San Diego Veterans Affairs Medical Center, University of California at San Diego, San Diego, CA 92161, USA. dkravetz@ucsd.edu

Variceal rebleeding is a very frequent and severe complication in cirrhotic patients; therefore, its prevention should be mandatory. Lately several studies demonstrated that the rate of rebleeding was decreased by 40% and overall survival is improved by 20% with beta-blockers. However, this treatment presents some problems, such as the number of nonresponders and contraindications for its use. Recent trials found that the combination of beta-blockers with mononitrate of isosorbide to be superior to beta-blockade alone. Furthermore, endoscopic band ligation also shown to decrease the frequency of rebleeding, complications, and death compared with sclerotherapy and should be the preferred endoscopic treatment. In addition, the comparison between combined pharmacologic treatment with endoscopic treatment present similar rebleeding and mortality rates. More recently, the addition of nadolol to endoscopic band ligation increased the efficacy of endoscopy alone in the prevention of variceal rebleeding. These studies suggest that banding plus drugs could be the treatment of choice for the prophylaxis of rebleeding. When these treatments fail, the recommendation is to use transjugular intrahepatic portosystemic shunt (TIPS) or surgical shunts.
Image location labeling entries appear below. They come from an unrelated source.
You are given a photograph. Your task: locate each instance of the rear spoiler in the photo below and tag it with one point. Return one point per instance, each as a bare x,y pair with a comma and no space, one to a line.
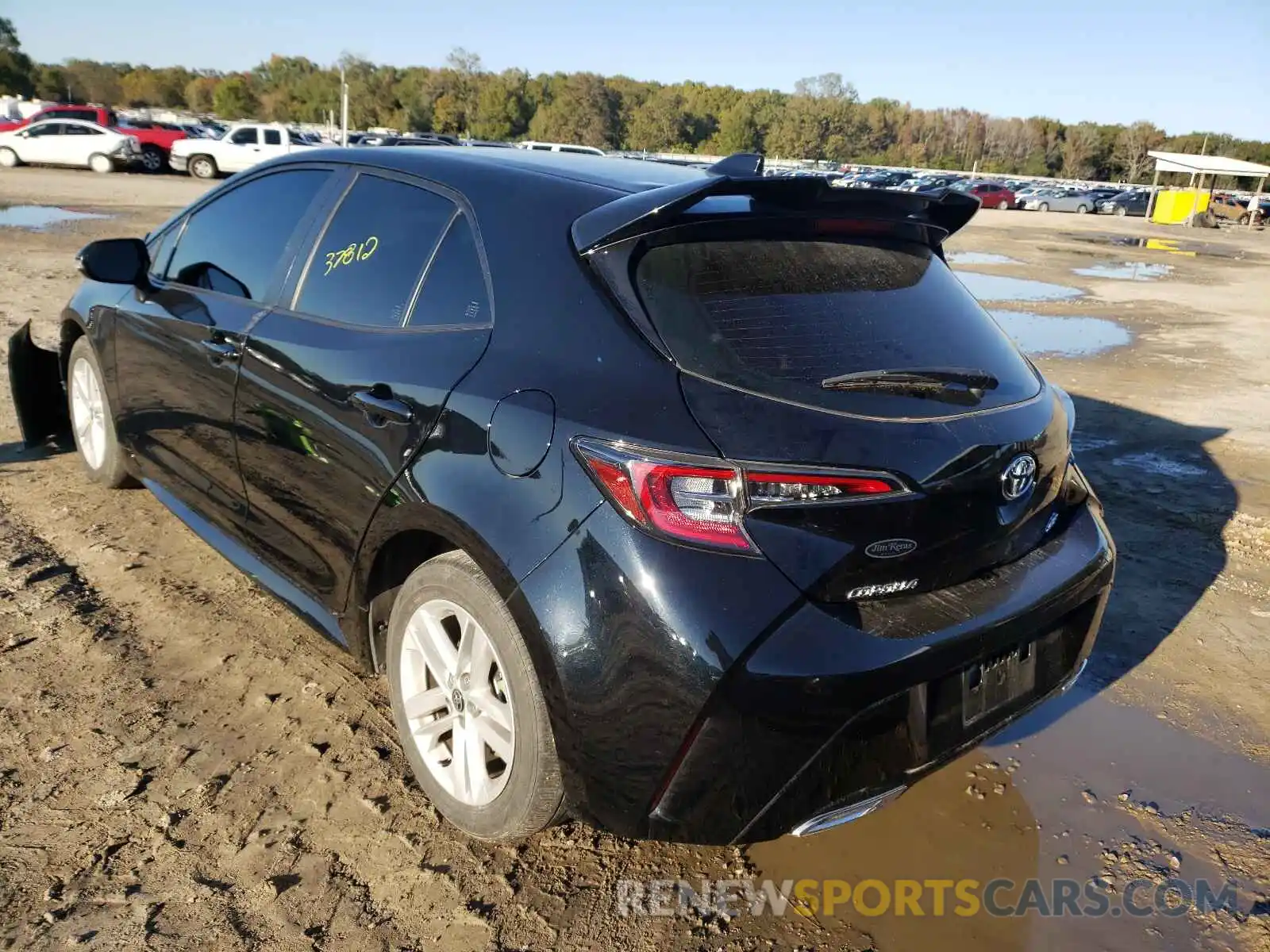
641,213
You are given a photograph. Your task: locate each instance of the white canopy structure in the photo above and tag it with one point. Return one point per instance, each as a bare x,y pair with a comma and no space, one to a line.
1204,165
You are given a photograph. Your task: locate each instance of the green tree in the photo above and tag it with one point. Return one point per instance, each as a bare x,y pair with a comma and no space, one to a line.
662,124
581,109
17,70
235,99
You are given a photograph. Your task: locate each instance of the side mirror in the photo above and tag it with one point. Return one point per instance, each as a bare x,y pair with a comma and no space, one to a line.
116,262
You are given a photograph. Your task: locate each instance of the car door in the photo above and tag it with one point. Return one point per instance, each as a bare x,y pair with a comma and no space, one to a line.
178,344
244,150
78,143
338,387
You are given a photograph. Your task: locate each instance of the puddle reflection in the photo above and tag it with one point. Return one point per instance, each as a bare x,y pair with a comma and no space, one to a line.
37,217
1045,801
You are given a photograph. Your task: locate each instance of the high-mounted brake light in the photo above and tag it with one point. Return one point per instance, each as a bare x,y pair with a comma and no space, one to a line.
702,501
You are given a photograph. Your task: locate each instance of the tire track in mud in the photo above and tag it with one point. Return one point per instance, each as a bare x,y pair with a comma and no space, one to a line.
186,766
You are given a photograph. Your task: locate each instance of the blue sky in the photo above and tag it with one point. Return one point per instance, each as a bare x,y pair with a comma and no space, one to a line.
1181,65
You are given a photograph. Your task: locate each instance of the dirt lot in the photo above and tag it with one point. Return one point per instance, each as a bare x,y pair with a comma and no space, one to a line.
184,765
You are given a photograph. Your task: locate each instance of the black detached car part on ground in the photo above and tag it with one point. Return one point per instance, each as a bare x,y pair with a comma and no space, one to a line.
702,505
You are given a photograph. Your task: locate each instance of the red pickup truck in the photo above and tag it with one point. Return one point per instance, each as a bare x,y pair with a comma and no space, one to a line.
156,143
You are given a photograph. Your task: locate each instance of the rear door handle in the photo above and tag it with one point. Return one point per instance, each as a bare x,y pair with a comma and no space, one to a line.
381,408
219,351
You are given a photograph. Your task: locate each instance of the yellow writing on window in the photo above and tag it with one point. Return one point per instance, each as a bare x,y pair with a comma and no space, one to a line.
356,251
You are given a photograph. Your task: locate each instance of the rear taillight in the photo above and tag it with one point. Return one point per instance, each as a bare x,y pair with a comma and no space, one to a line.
702,501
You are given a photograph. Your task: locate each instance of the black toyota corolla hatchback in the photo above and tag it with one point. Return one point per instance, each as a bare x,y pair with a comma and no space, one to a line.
702,505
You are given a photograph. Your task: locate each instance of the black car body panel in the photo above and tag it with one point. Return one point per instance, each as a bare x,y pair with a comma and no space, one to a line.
329,436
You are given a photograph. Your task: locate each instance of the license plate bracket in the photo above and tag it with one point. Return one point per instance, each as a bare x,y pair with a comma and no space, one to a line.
997,681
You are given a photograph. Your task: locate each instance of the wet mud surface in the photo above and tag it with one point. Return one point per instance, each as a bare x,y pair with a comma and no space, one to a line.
184,765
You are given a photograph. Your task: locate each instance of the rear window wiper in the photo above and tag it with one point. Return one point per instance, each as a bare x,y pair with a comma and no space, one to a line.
914,378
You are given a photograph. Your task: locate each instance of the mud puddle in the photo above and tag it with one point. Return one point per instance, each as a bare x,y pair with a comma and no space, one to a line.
37,217
1060,336
979,258
1179,247
1003,287
1127,271
1110,799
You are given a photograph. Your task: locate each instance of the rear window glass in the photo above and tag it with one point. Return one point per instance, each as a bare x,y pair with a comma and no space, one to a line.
778,317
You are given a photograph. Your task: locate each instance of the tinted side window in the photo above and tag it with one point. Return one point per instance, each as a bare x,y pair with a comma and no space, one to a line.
368,263
454,290
234,243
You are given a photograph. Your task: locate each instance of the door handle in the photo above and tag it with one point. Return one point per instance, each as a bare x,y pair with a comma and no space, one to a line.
381,408
219,351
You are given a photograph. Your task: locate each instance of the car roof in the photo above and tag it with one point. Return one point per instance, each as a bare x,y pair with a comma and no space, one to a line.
427,162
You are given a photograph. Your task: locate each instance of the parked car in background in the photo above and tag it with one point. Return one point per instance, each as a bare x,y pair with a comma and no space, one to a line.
559,148
154,141
991,194
729,565
1053,200
241,148
1133,202
73,143
1231,209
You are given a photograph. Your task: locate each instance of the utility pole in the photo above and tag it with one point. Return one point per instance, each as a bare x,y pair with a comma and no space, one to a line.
343,108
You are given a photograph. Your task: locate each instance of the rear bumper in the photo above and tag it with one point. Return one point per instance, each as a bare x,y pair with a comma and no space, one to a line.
827,714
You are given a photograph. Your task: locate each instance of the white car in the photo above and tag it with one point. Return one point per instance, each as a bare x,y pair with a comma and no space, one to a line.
69,143
241,148
559,148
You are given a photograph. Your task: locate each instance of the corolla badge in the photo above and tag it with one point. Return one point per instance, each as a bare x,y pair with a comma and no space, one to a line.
1019,478
889,547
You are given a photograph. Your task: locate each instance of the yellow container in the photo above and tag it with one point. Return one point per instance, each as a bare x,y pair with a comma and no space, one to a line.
1178,205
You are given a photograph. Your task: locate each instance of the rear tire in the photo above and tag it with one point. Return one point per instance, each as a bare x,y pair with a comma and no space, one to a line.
506,797
152,159
202,167
92,420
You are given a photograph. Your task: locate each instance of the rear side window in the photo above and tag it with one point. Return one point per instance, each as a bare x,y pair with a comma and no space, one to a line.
368,262
778,317
454,290
234,244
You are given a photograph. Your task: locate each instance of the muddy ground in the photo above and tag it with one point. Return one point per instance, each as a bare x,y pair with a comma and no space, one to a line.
184,765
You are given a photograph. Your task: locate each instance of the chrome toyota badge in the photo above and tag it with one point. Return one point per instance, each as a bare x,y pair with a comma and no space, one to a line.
1019,478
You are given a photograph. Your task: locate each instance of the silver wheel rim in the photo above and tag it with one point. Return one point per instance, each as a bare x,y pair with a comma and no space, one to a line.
457,702
88,414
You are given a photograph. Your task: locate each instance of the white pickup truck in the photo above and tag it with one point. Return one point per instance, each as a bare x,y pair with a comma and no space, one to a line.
241,148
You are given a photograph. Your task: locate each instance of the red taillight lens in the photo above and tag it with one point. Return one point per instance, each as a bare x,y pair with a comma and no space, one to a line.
683,498
702,501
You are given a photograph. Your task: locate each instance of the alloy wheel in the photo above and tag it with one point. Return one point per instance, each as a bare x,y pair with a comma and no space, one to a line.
88,414
457,704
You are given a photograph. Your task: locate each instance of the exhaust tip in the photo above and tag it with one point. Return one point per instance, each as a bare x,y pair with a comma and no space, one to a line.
845,814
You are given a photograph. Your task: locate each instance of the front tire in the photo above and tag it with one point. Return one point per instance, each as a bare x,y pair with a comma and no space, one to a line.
468,704
152,159
92,420
202,167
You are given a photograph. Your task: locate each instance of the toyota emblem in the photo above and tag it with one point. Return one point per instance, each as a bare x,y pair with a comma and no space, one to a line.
1019,478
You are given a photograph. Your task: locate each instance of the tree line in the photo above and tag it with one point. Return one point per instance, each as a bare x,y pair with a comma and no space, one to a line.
823,118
Both treatments are effective in preventing rebleeding; however, they are associated with a greater risk of encephalopathy. The comparison of portacaval shunts with TIPS demonstrated that TIPS patients presented higher rebleeding, treatment failure, and transplantation. Another randomized controlled trial comparing distal splenorenal shunt with TIPS shows that variceal rebleeding was similar in both groups without differences in encephalopathy and mortality. The only difference observed was the higher rate of reintervention observed in the TIPS group to maintain his patency.